Eu fiquei maravilhada com todas aquelas luzes e cores vibrantes, sem contar que eu nunca tinha visto tanta gente bonita junta! Eu tinha combinado com um outro amigo, o Coxinha ( ele é viciado em coxinha) de nos encontrármos lá. Liguei para ele e nos encontramos na tenda principal. O Skazi ainda estava tocando! Demais! Comecei a pular feito uma pipoca, tal qual o povo mucho loco que estava por lá quando caiu o MAIOR PÉ D´ÁGUA! Nem liguei! Continuei ali, enxarcada, dançando na lama com minhas botas de "Peter Pan" cor de areia... Só que a água era tanta, que as tendas pareciam que iam ceder a qualquer momento. A Kátia conseguiu me achar de novo e disse que queria ir embora. Vejam bem, não fazia nem uma hora que eu tinha entrado na Rave! Eu não queria ir de jeito nenhum... Para mim, era tudo uma festa. Além do mas, seria uma péssima idéia, pois àquela altura, o estacionamento teria virado uma lama só e todo mundo que resolvesse ir embora não conseguiria. Mesmo assim ,ela insistiu. Já estava puta da vida porque seu celular novinho havia se afogado naquela chuva. Não tive escolha, e saímos da Rave por volta das 5:30 (vamos fazer as contas? Eu tinha saído de casa há 12 horas e tudo que consegui foi ficar uma hora lá dentro!).No caminho para o carro, começamos a rir tanto daquela situação ridícula que eu comecei a ficar muito apertada e não havia mais banheiros por ali: uma vez fora da Rave, você não pode mais voltar.
O carro , obviamente estava atolado, bem como todos os "trocentos" outros que tentavam sair. Era um tal de todo mundo empurrar carro para cá e para lá, que em pouco tempo, só o que se via era um montão de gente marrom, todo mundo coberto de lama. E eu, querendo fazer xixi.
- Faz ai fora mesmo, Dani.
- Tá louca? Já está claro, não vou mijar ai fora, na frente de todo mundo!Além do mas, estou completamente molhada, com uma calça jeans skinny que não vai sair nem por decreto.

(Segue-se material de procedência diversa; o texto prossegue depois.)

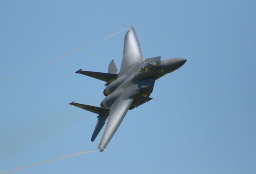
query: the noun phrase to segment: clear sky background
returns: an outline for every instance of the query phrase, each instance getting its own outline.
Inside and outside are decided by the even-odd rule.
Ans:
[[[107,72],[112,59],[120,69],[126,30],[78,49],[134,25],[145,58],[186,64],[156,81],[103,152],[13,173],[256,173],[255,9],[255,0],[1,1],[0,171],[97,150],[97,115],[68,103],[99,106],[105,83],[74,73]]]

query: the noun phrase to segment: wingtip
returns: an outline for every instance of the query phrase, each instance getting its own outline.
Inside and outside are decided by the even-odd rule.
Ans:
[[[82,69],[80,69],[78,70],[78,71],[76,71],[76,73],[77,74],[77,73],[79,74],[79,73],[80,73],[80,71],[82,71]]]

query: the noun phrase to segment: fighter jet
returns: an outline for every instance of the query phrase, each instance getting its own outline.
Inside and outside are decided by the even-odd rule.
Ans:
[[[93,142],[108,118],[106,126],[98,146],[104,150],[129,110],[152,99],[150,97],[156,80],[180,68],[186,62],[182,58],[161,60],[161,57],[144,59],[135,26],[129,28],[124,37],[123,58],[119,73],[112,60],[108,73],[79,69],[76,73],[104,81],[103,91],[106,98],[101,107],[73,102],[74,106],[98,115],[91,140]]]

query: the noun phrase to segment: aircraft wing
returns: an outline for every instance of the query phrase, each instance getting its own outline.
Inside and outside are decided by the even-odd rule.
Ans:
[[[107,125],[98,147],[100,152],[105,150],[111,140],[133,101],[132,99],[125,100],[120,97],[116,101],[112,107],[110,108]]]
[[[103,107],[97,107],[96,106],[90,106],[90,105],[84,105],[82,104],[77,103],[74,101],[69,103],[70,105],[80,107],[92,113],[99,114],[100,115],[104,114],[108,114],[109,113],[110,110],[107,108]],[[100,117],[100,116],[99,117]]]
[[[130,27],[124,37],[123,59],[120,72],[125,72],[129,67],[142,59],[143,55],[134,26]]]

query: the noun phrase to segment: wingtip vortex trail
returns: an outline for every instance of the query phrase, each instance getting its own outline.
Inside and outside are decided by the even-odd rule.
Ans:
[[[20,170],[24,169],[26,168],[28,168],[29,167],[33,167],[33,166],[38,166],[39,165],[43,164],[45,163],[47,163],[48,162],[52,162],[53,161],[55,161],[58,160],[61,160],[62,159],[65,159],[67,158],[68,158],[71,157],[72,156],[76,156],[78,155],[80,155],[84,154],[88,154],[91,153],[96,153],[98,152],[96,150],[90,150],[90,151],[86,151],[81,152],[78,153],[76,153],[75,154],[70,154],[68,155],[65,155],[64,156],[60,156],[56,158],[52,159],[51,160],[47,160],[46,161],[42,161],[41,162],[38,162],[36,163],[33,163],[31,164],[28,165],[27,166],[22,166],[21,167],[19,167],[16,168],[9,169],[6,170],[4,170],[2,172],[0,172],[0,174],[4,174],[8,173],[11,172],[14,172],[16,170]]]

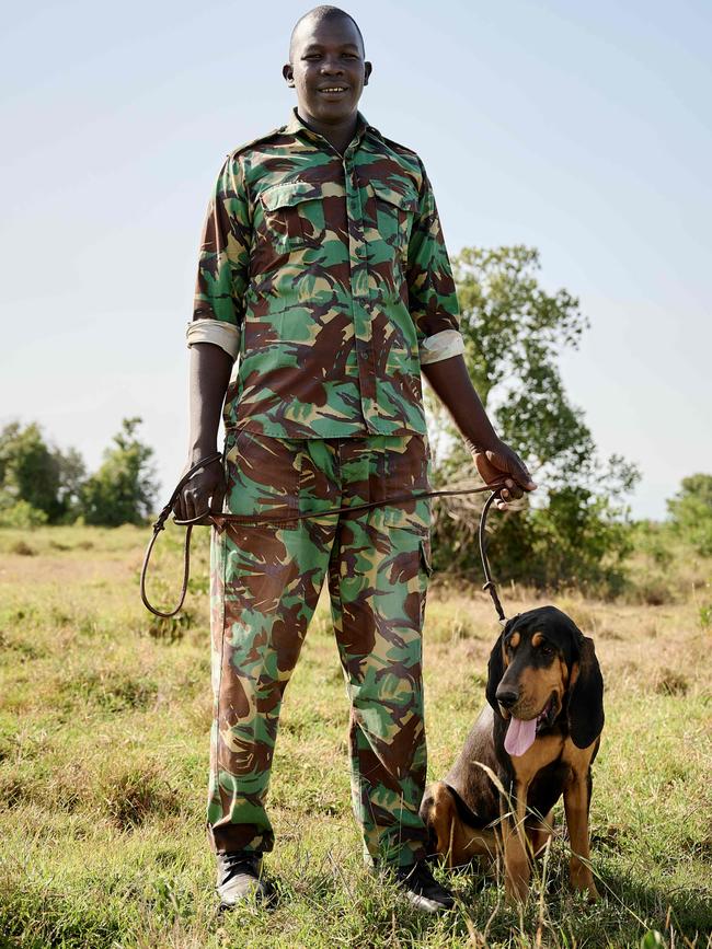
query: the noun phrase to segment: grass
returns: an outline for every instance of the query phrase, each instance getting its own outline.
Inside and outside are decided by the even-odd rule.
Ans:
[[[207,532],[196,535],[186,612],[154,621],[137,591],[146,532],[0,531],[0,947],[712,946],[711,644],[693,597],[555,601],[595,637],[606,676],[592,808],[598,904],[567,890],[561,812],[521,912],[504,905],[501,880],[438,870],[458,911],[423,918],[366,873],[322,602],[273,771],[277,905],[216,916],[204,832]],[[177,531],[161,544],[151,594],[168,602]],[[709,564],[696,569],[709,576]],[[508,613],[543,602],[517,589],[504,599]],[[430,597],[433,778],[484,701],[497,632],[484,594]]]

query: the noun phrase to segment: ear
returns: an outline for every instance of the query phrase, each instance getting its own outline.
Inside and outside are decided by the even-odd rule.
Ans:
[[[497,685],[499,684],[499,682],[502,681],[502,676],[504,675],[502,644],[504,641],[505,633],[506,628],[499,634],[499,636],[497,637],[497,641],[492,647],[492,652],[490,653],[490,661],[487,662],[487,685],[484,694],[486,695],[487,702],[495,711],[499,711],[499,703],[496,699],[495,692],[497,691]]]
[[[502,676],[504,675],[504,656],[503,656],[503,644],[504,637],[509,633],[515,620],[519,618],[519,614],[513,616],[512,620],[507,620],[507,624],[499,634],[497,641],[494,644],[492,648],[492,652],[490,653],[490,661],[487,662],[487,686],[484,690],[484,694],[487,698],[490,705],[494,708],[495,711],[499,711],[499,703],[496,698],[497,685],[502,682]]]
[[[588,748],[604,730],[604,676],[594,640],[587,636],[572,669],[566,717],[576,748]]]

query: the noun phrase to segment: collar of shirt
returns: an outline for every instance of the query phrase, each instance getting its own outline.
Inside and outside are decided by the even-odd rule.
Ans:
[[[318,131],[314,131],[313,129],[309,128],[307,123],[303,120],[303,118],[301,118],[301,116],[297,112],[297,106],[295,106],[291,109],[291,118],[289,119],[289,121],[285,126],[284,130],[286,132],[290,132],[291,135],[303,135],[306,138],[311,139],[311,141],[318,142],[320,146],[322,142],[328,141],[328,139],[324,138],[323,135],[320,135]],[[356,113],[356,131],[354,132],[354,138],[352,139],[351,144],[353,144],[354,141],[357,141],[357,142],[360,141],[363,139],[363,137],[366,135],[366,132],[369,132],[370,135],[375,135],[378,138],[382,139],[380,131],[375,126],[368,124],[368,121],[366,120],[366,117],[363,115],[363,113],[357,112]]]

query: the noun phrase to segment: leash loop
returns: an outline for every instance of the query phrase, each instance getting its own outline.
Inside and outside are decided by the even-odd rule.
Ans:
[[[492,602],[494,603],[494,609],[497,612],[497,616],[499,617],[501,623],[505,623],[504,610],[502,609],[502,603],[499,602],[499,597],[497,594],[496,583],[492,579],[492,574],[490,571],[490,562],[487,560],[486,554],[486,542],[485,542],[485,523],[487,519],[487,513],[490,508],[492,507],[495,499],[502,496],[502,489],[505,487],[505,482],[493,482],[489,485],[482,485],[476,488],[457,488],[450,490],[437,490],[437,491],[423,491],[421,494],[409,494],[409,495],[398,495],[392,498],[384,498],[382,501],[368,501],[360,505],[346,505],[340,508],[330,508],[325,511],[307,511],[306,513],[291,513],[287,517],[274,518],[271,514],[257,514],[250,517],[248,514],[230,514],[222,513],[217,511],[206,511],[202,514],[198,514],[195,518],[191,518],[187,520],[177,520],[177,518],[173,518],[173,522],[179,524],[180,526],[184,526],[185,530],[185,541],[183,543],[183,582],[181,585],[181,594],[177,601],[177,604],[173,610],[163,611],[158,610],[153,604],[149,601],[148,595],[146,593],[146,576],[148,574],[148,565],[151,559],[151,554],[153,552],[153,547],[156,545],[156,541],[158,540],[158,535],[161,531],[165,530],[165,522],[169,519],[171,511],[173,510],[173,506],[175,505],[179,496],[185,485],[191,481],[193,475],[195,475],[200,468],[206,467],[208,464],[213,464],[215,461],[219,461],[222,458],[220,452],[215,452],[215,454],[207,455],[204,459],[200,459],[199,462],[193,465],[193,467],[188,468],[188,471],[183,475],[181,481],[176,484],[173,489],[173,494],[171,495],[168,504],[161,510],[160,514],[156,519],[153,523],[153,534],[148,542],[148,546],[146,548],[146,553],[143,555],[143,563],[141,565],[141,575],[140,575],[140,591],[141,591],[141,601],[147,610],[149,610],[154,616],[161,616],[163,620],[170,620],[172,616],[175,616],[176,613],[180,612],[183,603],[185,601],[185,594],[187,593],[188,580],[191,576],[191,535],[193,532],[193,526],[197,524],[199,521],[203,521],[205,518],[208,518],[211,524],[218,530],[223,531],[227,524],[261,524],[261,523],[274,523],[278,521],[301,521],[307,518],[325,518],[332,514],[341,514],[341,513],[358,513],[360,511],[367,511],[371,508],[381,507],[383,505],[399,505],[405,502],[417,501],[423,498],[443,498],[443,497],[456,497],[458,495],[475,495],[482,494],[483,491],[491,491],[490,497],[484,502],[484,507],[482,508],[482,513],[480,514],[480,526],[478,531],[478,537],[480,542],[480,557],[482,559],[482,569],[484,572],[485,583],[483,586],[483,590],[486,590],[492,597]]]
[[[146,548],[146,553],[143,554],[143,563],[141,564],[141,577],[140,577],[140,590],[141,590],[141,602],[154,616],[161,616],[163,620],[170,620],[172,616],[181,610],[183,602],[185,601],[185,594],[188,589],[188,580],[191,577],[191,534],[193,533],[193,524],[197,523],[197,521],[202,521],[205,514],[199,514],[197,518],[193,518],[190,521],[176,521],[176,523],[185,524],[185,540],[183,542],[183,585],[181,587],[181,597],[177,602],[177,605],[174,610],[170,612],[164,612],[163,610],[158,610],[153,606],[152,603],[149,602],[148,595],[146,593],[146,575],[148,572],[148,565],[151,559],[151,554],[153,553],[153,546],[156,545],[156,541],[158,540],[158,535],[161,531],[165,530],[165,522],[169,519],[171,511],[173,510],[173,505],[179,499],[179,495],[185,487],[185,485],[191,481],[193,475],[197,474],[200,468],[206,467],[209,464],[213,464],[214,461],[220,461],[222,459],[222,453],[216,451],[214,454],[209,454],[206,458],[202,458],[199,462],[193,465],[193,467],[188,468],[186,473],[183,475],[181,481],[173,488],[173,494],[170,497],[170,500],[162,509],[156,521],[153,522],[153,534],[151,540],[148,542],[148,547]]]

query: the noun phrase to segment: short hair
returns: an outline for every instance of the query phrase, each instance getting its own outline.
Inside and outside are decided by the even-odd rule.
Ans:
[[[295,23],[295,27],[291,31],[291,36],[289,37],[289,61],[291,62],[294,46],[295,46],[295,36],[297,35],[297,31],[301,26],[301,24],[307,20],[315,20],[317,23],[321,23],[323,20],[334,20],[336,16],[342,16],[345,20],[351,20],[351,22],[356,27],[356,33],[358,33],[358,38],[361,44],[361,53],[364,56],[366,55],[366,46],[364,44],[364,34],[360,32],[358,23],[354,20],[351,13],[347,13],[345,10],[342,10],[340,7],[330,7],[324,3],[320,7],[314,7],[313,10],[310,10],[308,13],[305,13],[303,16],[300,16],[299,20]]]

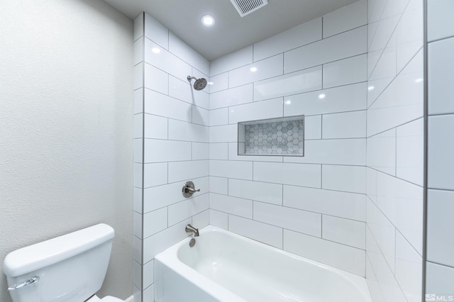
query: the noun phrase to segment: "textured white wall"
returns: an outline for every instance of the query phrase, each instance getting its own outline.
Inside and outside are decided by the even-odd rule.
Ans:
[[[98,223],[101,296],[132,293],[133,23],[102,1],[2,1],[0,259]],[[10,301],[0,274],[0,301]]]

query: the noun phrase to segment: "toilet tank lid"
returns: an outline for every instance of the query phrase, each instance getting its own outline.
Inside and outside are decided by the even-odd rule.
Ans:
[[[112,227],[100,223],[22,247],[6,255],[3,271],[13,278],[82,253],[115,236]]]

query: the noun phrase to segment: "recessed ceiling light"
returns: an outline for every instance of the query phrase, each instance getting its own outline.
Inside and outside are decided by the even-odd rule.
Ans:
[[[214,18],[210,15],[205,15],[201,17],[201,23],[207,27],[213,26],[214,24]]]

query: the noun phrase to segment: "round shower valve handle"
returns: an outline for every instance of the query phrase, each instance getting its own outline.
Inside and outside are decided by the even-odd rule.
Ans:
[[[185,182],[184,185],[183,186],[183,189],[182,190],[183,196],[187,198],[192,197],[192,194],[194,194],[195,192],[199,192],[199,191],[200,191],[200,189],[196,190],[195,186],[194,185],[194,182],[192,181]]]

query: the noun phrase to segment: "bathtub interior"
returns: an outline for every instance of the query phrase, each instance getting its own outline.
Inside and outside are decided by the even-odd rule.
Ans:
[[[370,301],[364,278],[216,227],[188,242],[172,247],[175,260],[246,301]]]

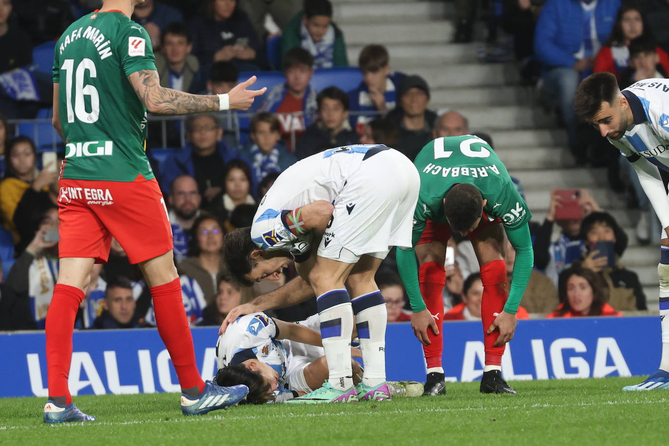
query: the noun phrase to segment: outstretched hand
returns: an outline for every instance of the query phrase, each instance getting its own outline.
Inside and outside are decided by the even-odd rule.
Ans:
[[[256,79],[256,76],[252,76],[244,82],[237,84],[228,92],[230,110],[248,110],[256,96],[259,96],[267,91],[267,87],[263,87],[260,90],[246,90],[246,88],[255,82]]]

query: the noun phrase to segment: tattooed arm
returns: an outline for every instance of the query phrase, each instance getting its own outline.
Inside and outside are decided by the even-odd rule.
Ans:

Comecei a chorar de desespero. Não tinha jeito! Aproveitei que a chuva tinha diminuido um pouco, tirei as botas, tirei as calças ( eu estava com um vestido por cima), amarrei um casaco na cintura, tirei a calcinha também, para facilitar, peguei um guarda-chuva (não sei para que!) e fui atrás de um carro... Ahhhhhh que alívio! Fiz xixi ali mesmo, em pé, na lama! Fiquei mais feliz, mas o frio lá fora estava de matar. O vento gelado na minha roupa ensopada iria fazer um belo estrago. Voltei para o carro, me segurando como podia para não cair na lama (lama escorrega feito sabão, sabia?) e seguimos para SP, finalmente! Eram 9:30 da manhã quando saímos do estacionamento! Isso mesmo, foram 4 horas tentando sair de lá. Mais umas 2 até SP, com o carro empenando e o Luiz pescando no volante. Eu e a Kátia rezando para chegármos interias.
O carro tinha lama até o teto . Eu tinha lama em cada orifício do meu corpo e não me pergunte como! Só a sujeira da minhas unhas deve ter demorado uns 2 dias para sair. Também chovia quando chegamos em SP. Todos imundos, esgotados, loucos por um banho e uma cama quentinha.
O prejuizo foi grande: o carro custou uma nota para ser limpo, a Kátia ficou sem celular e todos gastamos uma grana para nada. Se isso não foi um fiasco total, eu não sei o que seria! Grande Experience!
Nunca mais fui numa Rave, mas ao menos, ganhei uma história para contar.